Pourquoi ce titre provocateur ?
Le retard est devenu une hantise dans une société où tout porte à la précocité. Même les enfants doivent aller vite, vite apprendre, vite quitter l’enfance. Avoir un enfant «précoce» est le rêve de tous les parents. Ces derniers investissent leur narcissisme dans la précocité de leurs enfants qui ne laissent plus le temps faire son œuvre. Cette crainte du retard, qui est aussi une peur de la loose chez les jeunes, prive du sentiment de vivre. Pour eux, le rapport au temps est devenu problématique, voire mortifère. Dans mon précédent livre, Tu haïras ton prochain comme toi-même, je montrais que la jeunesse qui bascule dans la radicalité jihadiste cherche à supprimer le temps pour un avenir autre. Comme s’il fallait faire table rase du présent dans une forme d’eschatologie. Or la valeur de la vie naît du sentiment d’avoir du temps. Prendre un peu de retard n’est certes pas opérer un grand renversement millénariste. Mais c’est plus efficace que de rêver d’un temps messianique. Et le retard permet d’introduire des variations infimes, qui sont à l’origine d’une possible transformation véritable du rapport au temps. Il ouvre en quelque sorte sur une «temporalité de rattrapage».
Pour bien débuter l’année, commençons par être en retard ?

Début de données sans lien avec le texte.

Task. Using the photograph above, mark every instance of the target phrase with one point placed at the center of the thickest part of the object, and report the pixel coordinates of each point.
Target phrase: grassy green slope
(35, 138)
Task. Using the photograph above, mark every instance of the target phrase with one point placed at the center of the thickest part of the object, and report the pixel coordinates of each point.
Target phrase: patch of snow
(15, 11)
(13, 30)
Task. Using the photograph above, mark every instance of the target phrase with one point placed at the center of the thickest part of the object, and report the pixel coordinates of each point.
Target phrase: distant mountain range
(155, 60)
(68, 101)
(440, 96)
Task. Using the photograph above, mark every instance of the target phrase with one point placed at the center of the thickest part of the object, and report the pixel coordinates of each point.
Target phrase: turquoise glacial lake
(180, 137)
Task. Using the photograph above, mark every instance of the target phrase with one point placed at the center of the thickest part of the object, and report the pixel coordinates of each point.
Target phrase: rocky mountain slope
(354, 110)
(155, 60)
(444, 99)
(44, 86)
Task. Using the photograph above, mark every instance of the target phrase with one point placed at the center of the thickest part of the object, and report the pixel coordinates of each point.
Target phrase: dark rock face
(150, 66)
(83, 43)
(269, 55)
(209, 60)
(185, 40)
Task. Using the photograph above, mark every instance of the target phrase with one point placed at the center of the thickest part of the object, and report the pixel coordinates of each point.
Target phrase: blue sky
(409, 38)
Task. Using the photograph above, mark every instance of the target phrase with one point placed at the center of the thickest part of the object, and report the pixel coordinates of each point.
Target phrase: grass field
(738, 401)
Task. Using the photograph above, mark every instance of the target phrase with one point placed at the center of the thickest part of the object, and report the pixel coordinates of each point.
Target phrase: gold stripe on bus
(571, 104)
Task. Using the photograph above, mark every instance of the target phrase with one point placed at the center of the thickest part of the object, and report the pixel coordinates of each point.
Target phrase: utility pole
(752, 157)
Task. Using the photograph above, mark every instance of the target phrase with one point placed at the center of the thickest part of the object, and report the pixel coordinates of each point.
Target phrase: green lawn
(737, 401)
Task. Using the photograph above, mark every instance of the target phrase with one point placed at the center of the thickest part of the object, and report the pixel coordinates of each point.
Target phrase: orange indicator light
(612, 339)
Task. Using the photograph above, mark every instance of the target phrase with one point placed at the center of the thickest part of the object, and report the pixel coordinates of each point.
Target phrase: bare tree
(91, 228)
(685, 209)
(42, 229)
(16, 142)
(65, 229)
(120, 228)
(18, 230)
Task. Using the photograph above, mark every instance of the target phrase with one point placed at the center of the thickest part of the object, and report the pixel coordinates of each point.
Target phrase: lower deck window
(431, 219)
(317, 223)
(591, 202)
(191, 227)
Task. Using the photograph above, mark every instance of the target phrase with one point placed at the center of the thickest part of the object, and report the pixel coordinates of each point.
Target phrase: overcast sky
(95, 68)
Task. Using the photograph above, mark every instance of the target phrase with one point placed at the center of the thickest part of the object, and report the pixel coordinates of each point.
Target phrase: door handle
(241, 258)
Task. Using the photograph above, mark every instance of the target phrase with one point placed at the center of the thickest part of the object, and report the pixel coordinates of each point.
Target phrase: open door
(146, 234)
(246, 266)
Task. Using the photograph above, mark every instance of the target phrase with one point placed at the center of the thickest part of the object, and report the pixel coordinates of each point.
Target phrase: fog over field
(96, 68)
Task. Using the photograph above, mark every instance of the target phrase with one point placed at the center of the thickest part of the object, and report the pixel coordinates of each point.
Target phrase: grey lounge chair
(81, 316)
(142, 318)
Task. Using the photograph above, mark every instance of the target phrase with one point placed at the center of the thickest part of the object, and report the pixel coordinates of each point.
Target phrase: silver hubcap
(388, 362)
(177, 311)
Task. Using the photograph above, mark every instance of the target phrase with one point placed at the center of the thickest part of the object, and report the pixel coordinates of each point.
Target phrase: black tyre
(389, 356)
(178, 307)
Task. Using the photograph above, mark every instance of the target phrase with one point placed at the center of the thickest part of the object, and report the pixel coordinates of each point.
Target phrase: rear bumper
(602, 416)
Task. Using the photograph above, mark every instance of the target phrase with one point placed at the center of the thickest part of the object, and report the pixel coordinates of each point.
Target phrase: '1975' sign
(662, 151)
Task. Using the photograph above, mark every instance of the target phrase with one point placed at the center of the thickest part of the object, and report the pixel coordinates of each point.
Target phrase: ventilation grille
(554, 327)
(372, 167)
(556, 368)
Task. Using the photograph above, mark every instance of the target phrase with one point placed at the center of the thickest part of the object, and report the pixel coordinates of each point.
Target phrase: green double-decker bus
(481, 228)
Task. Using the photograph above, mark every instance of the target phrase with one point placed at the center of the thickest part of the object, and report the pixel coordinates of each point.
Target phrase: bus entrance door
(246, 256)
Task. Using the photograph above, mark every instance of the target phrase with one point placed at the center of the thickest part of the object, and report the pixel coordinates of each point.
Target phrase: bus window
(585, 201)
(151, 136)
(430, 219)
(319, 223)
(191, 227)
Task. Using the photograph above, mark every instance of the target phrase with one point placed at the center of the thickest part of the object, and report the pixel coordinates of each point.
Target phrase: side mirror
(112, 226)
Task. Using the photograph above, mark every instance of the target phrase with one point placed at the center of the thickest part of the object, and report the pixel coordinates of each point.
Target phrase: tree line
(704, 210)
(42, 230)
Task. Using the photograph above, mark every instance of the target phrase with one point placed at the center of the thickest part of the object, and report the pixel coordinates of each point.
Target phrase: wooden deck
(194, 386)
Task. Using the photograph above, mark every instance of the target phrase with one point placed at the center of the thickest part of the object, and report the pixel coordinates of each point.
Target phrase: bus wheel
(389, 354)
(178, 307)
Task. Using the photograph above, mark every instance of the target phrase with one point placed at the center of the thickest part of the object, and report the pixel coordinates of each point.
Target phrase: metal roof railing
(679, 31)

On doit pouvoir s’autoriser quelques retards à condition d’en faire bon usage. Car employé de manière systématique, le retard devient pouvoir. Tout rapport de force est un rapport de temps. Faire attendre a toujours été l’apanage des puissants. Lorsqu’on est à un poste de pouvoir, on marque traditionnellement sa puissance en faisant attendre. L’inégalité des conditions a aussi une dimension temporelle. Faire attendre l’autre, c’est l’ennuyer. Etymologiquement, l’ennui est une forme de haine qu’on éprouve contre soi-même ou contre les autres. Le pouvoir se mesure aussi à la capacité de demander l’impossible dans un temps imparti. C’est une véritable violence psychique que de faire ainsi main basse sur le temps d’autrui. S’accorder du retard, c’est renier le temps de la contrainte pour renouer avec sa propre temporalité, et retrouver un rapport subjectif au temps. Le «temps subjectif» n’est pas un temps qui ne se compte pas, mais un temps dont on peut éprouver le passage. Il n’est pas incompatible avec les rendez-vous, car pour rencontrer les autres, il est nécessaire de calculer son temps et de se donner des horaires, mais il permet de «sentir» le temps. Un peu de retard correctement dosé sert à nous rendre la sensation du temps alors que tout dans le social supprime celle-ci au profit d’un simple «emploi» du temps.
Le sentiment du retard pourrait être un déclencheur de l’action écologique, écrivez-vous.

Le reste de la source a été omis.